The second option is to look at the video of the person your talking to. It seems like the natural thing to do, but it will not provide the results you expect. When you look at the video of them on your screen, it looks to them as if you’re looking off into the distance.
The final option, which is the worst and most common thing people do when using Skype, is to look at yourself during the conversation. It’s not only narcissistic, but it creates the feeling that you’re not paying attention … which you’re not, because you’re looking at yourself.
Both Joel and I have had enough experience on Skype to know that this is true. We both look at ourselves when we use Skype and noticed that virtually everyone else we talked to do the same thing. Here’s what we decided to do.
Start by hiding the video feed of you on your computer. This will help you avoid the temptation to look at yourself during the conversation. You can either move your video off screen or minimize the window so that it does not show.
Then, reduce the size of the video of the person you’re talking to and move their video window directly under your camera. The closer their video is to your camera, the more it will create the illusion that you’re looking at them during the conversation.

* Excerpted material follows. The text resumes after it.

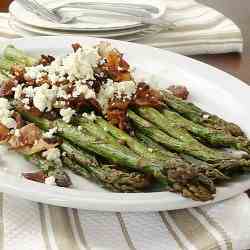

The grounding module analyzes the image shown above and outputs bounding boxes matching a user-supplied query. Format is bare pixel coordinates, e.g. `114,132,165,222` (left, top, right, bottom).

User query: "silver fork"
16,0,158,24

Change your gaze from their video to your camera. This takes practice … a lot of practice. It’s an unnatural thing to do, but it will give you the results you’re looking for.
When I was younger I made a commercial for Federal Express. It was hard enough to memorize my lines, but looking directly into the camera while delivering them was impossible. I found myself looking at everyone in the room including the cameraman, the director and the producer.
You Have To See This For Yourself
After a dozen takes, the director asked me to look at the results of my work. He played back the video and I was stunned to find how awkward and inattentive I looked. After that, I had no problem looking directly into the camera and the results were great.
And finally, knowing that the majority of people are more concerned about how they look than how you look, start your conversation by giving them an external compliment. Tell them how wonderful they look and be specific.
Not only will they appreciate you noticing, but if you follow their eyes during your compliment, you will be able to determine exactly where and how often they look at themselves during your conversation … and it’s a lot.
Don’t let this hurt your feelings. Odds are, the person you’re conferencing with doesn’t know any better, and even if they did, it’s unlikely they will change their behavior.
Things Will Never Be The Same
The secret to demonstrating your likeability on Skype, or on any other video conferencing system, is to do what is unnatural. Change you gaze from the camera on your computer to the video of the person you’re talking to. Don’t worry about not looking at them during your entire conversation, they will look at themselves enough to make up for both of you. That’s life in the 21st Century.